The second phase of plaintiff’s attack on the constitutionality of the regulation relates to his concern that, because of its imprecise wording, there is nothing to guide the Chief of Police, the Manager of Public Safety, and the Commission so as to prevent an arbitrary or capricious determination of misconduct. Again, we do not agree. When a regulation does not contain specific standards, the certainty required by the Constitution “may be provided by the common knowledge of members of the particular vocation . . ." Perea v. Fales, supra. Thus, for the same reasons we rejected plaintiff’s first argument, we do not find the regulation to be unconstitutionally vague.

III.

Plaintiff next contends that his discharge was improper because the Commission made no findings regarding unnecessary display of a firearm. We disagree.

The standard of review under Rule 106(a)(4) of final administrative action is whether, on the basis of the whole record, the ultimate findings of the agency are supported by any competent evidence. Civil Service Commission v. Doyle, 174 Colo. 149, 483 P.2d 380 (1971). While there is no language of necessity in the findings of the Commission, there is the ultimate finding that plaintiff “unquestionably violated” Specification 4, as set out in the disciplinary order of the Chief of Police. Specification 4 alleged a violation of that regulation prohibiting unnecessary display of firearms.
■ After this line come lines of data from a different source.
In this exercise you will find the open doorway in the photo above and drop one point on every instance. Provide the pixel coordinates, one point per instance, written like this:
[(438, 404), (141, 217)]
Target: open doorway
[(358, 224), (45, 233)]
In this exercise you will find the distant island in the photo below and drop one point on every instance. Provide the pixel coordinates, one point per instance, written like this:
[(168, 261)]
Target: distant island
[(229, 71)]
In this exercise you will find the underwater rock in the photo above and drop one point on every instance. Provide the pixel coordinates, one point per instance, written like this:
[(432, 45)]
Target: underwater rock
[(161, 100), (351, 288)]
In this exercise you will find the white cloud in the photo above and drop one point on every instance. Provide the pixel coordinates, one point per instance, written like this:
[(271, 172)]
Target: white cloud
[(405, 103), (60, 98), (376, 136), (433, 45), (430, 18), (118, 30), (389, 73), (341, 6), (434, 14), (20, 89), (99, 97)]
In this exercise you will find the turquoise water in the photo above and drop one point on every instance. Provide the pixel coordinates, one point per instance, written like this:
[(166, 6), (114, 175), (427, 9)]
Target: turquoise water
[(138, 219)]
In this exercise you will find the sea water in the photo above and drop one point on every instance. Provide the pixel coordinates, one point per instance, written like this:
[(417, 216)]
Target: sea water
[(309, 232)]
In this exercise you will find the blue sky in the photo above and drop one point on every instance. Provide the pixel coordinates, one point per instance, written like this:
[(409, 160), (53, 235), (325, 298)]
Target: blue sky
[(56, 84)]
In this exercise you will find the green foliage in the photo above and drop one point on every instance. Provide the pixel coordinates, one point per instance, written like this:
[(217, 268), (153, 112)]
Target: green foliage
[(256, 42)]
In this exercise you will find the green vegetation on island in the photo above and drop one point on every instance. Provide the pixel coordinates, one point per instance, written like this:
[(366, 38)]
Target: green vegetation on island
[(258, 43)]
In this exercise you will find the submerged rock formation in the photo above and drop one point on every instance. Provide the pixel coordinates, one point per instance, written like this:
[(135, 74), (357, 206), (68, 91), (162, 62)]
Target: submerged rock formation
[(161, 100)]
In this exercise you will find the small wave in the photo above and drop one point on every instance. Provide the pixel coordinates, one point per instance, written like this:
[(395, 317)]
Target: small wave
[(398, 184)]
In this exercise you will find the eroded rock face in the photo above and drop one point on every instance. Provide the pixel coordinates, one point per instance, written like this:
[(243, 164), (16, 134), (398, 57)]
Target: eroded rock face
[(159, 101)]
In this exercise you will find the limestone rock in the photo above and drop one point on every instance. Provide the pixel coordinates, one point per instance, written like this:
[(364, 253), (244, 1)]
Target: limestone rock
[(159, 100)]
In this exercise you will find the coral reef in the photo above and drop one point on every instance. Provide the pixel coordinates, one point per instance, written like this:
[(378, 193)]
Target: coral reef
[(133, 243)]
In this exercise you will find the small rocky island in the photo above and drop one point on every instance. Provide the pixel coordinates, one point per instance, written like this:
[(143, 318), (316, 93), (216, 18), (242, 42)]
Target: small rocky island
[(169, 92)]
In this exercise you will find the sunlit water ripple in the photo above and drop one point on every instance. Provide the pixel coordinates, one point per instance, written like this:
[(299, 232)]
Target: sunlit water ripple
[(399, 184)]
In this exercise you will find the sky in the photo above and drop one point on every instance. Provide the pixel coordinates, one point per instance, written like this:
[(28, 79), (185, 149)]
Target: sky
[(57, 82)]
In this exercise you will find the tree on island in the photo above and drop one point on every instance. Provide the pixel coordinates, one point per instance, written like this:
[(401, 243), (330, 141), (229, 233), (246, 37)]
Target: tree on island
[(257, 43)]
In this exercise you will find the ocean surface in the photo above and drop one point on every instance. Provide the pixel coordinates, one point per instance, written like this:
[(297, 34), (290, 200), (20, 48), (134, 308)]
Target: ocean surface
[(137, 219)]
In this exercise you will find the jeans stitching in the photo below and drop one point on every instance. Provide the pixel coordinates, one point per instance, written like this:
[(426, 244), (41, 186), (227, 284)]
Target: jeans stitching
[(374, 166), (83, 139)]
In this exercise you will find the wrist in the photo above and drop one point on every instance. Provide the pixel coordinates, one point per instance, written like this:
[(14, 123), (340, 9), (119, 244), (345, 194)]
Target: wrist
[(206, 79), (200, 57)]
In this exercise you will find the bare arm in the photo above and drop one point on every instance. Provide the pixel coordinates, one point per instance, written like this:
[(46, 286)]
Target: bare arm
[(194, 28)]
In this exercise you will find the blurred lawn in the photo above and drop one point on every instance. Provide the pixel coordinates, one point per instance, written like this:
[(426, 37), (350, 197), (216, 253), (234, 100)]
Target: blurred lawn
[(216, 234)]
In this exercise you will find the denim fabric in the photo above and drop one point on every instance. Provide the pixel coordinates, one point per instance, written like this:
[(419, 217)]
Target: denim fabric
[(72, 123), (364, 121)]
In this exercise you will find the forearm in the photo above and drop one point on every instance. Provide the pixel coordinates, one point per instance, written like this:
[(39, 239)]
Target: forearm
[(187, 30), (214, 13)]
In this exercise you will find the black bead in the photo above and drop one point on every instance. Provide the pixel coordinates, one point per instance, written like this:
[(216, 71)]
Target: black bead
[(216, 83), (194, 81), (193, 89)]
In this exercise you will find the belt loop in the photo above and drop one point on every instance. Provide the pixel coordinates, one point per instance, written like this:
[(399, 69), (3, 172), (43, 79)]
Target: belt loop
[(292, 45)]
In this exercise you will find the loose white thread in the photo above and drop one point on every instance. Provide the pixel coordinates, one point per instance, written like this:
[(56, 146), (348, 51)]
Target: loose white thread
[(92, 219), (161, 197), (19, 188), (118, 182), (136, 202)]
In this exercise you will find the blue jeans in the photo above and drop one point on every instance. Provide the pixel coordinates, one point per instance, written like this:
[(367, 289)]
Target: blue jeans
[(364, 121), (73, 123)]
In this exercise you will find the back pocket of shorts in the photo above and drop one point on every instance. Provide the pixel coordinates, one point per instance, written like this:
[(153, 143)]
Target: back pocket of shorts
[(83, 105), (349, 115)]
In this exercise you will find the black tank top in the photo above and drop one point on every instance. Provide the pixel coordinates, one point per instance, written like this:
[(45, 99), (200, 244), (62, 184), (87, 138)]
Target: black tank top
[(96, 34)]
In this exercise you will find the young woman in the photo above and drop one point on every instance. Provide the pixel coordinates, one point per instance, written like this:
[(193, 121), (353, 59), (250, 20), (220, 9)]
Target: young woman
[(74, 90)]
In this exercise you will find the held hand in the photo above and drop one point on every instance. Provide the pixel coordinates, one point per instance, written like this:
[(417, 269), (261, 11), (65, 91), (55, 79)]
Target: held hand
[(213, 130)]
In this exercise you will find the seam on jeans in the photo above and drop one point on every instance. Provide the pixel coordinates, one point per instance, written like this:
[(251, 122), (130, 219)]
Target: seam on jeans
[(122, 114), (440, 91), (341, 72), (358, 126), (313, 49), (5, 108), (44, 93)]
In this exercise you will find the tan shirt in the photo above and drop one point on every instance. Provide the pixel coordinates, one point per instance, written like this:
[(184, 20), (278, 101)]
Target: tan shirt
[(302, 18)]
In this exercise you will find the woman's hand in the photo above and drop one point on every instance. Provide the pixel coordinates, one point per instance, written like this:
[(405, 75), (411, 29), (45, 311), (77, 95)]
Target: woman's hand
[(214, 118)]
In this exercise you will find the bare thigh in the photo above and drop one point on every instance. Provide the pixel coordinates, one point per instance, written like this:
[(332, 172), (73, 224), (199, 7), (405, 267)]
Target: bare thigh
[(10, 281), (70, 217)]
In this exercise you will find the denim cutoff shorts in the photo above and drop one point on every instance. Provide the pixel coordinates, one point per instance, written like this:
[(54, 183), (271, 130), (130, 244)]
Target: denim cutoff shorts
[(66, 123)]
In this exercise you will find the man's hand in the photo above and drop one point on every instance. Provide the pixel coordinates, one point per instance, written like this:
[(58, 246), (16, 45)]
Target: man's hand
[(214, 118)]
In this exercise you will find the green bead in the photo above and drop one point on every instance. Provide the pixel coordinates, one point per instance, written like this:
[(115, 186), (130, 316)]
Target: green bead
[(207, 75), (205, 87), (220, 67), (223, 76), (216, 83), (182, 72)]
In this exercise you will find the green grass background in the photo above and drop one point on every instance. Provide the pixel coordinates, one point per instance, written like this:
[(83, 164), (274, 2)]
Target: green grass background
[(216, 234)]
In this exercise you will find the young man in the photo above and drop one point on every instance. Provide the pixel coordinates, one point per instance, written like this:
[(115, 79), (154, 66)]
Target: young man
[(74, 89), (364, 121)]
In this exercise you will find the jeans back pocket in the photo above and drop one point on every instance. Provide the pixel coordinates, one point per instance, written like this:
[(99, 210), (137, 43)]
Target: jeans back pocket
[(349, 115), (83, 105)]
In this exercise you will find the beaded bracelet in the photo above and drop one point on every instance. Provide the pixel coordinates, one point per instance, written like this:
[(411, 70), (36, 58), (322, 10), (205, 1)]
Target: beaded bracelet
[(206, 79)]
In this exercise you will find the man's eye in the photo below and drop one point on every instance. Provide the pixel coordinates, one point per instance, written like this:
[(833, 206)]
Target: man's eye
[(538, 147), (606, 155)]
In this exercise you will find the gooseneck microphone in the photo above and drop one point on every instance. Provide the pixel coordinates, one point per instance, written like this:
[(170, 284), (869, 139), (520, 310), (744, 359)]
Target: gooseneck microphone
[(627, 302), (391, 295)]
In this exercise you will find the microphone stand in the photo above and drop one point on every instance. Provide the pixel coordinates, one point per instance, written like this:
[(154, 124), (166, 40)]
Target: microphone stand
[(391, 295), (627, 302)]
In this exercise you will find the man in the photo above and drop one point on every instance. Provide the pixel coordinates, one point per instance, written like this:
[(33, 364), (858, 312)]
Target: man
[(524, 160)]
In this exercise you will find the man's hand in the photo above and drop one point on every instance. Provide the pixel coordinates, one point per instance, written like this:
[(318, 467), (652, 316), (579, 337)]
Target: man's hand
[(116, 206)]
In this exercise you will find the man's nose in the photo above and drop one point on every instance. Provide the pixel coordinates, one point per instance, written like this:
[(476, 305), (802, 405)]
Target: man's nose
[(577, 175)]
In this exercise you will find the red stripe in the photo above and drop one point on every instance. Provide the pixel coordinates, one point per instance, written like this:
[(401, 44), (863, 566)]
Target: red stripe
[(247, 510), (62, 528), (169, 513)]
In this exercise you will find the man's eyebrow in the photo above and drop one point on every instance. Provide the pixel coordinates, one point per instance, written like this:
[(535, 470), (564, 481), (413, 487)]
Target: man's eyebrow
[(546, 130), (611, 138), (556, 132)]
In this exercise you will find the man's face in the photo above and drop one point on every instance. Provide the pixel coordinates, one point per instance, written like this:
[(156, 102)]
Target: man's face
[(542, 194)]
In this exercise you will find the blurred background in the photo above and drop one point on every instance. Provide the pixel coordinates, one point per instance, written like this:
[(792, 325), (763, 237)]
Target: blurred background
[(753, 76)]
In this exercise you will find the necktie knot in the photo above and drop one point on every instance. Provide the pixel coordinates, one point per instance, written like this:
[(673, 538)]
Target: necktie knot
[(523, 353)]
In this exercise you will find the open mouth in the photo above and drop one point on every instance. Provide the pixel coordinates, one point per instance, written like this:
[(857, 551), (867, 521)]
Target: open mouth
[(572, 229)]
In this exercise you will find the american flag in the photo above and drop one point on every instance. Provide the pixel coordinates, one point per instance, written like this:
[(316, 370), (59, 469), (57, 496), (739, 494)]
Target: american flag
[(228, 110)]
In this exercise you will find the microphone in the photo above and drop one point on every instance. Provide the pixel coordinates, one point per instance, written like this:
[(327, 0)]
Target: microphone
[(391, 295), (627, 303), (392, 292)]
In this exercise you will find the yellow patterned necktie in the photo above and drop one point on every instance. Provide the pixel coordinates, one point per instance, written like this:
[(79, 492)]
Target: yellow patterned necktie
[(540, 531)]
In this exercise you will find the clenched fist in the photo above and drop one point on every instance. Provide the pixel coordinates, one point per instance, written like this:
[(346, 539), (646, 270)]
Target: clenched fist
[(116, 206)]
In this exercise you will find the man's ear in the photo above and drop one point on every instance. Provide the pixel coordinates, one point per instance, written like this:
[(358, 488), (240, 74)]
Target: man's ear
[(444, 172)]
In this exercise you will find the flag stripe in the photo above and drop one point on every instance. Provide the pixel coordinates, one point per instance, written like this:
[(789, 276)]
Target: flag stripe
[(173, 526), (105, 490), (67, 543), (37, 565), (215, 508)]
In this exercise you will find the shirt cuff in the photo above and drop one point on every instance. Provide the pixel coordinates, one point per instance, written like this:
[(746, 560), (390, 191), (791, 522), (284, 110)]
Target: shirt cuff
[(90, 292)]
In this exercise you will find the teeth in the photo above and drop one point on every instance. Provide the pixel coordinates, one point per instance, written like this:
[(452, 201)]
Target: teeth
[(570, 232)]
Moreover, the Commission made findings on which the ultimate implicit finding of an unnecessary display could be grounded. Therefore, we decline to reverse the Commission’s order merely because its ultimate finding was not expressed in the technical language of the specified violation. See Sundance Hills Homeowners Ass’n v. County Commissioners, 188 Colo. 321, 534 P.2d 1212 (1975).

IV.

Plaintiff complains of the procedure employed in his discharge. First, he contends that the Charter of the City and County of Denver gives an opportunity for a full evi-dentiary hearing before the start of any disciplinary action. Second, he alleges that his Fifth Amendment privilege against self-incrimination was violated because his initial opportunity to make a statement to the Chief of Police was under the cloud of a criminal indictment arising from these events. Thus he felt constrained not to make a statement. We disagree with both contentions.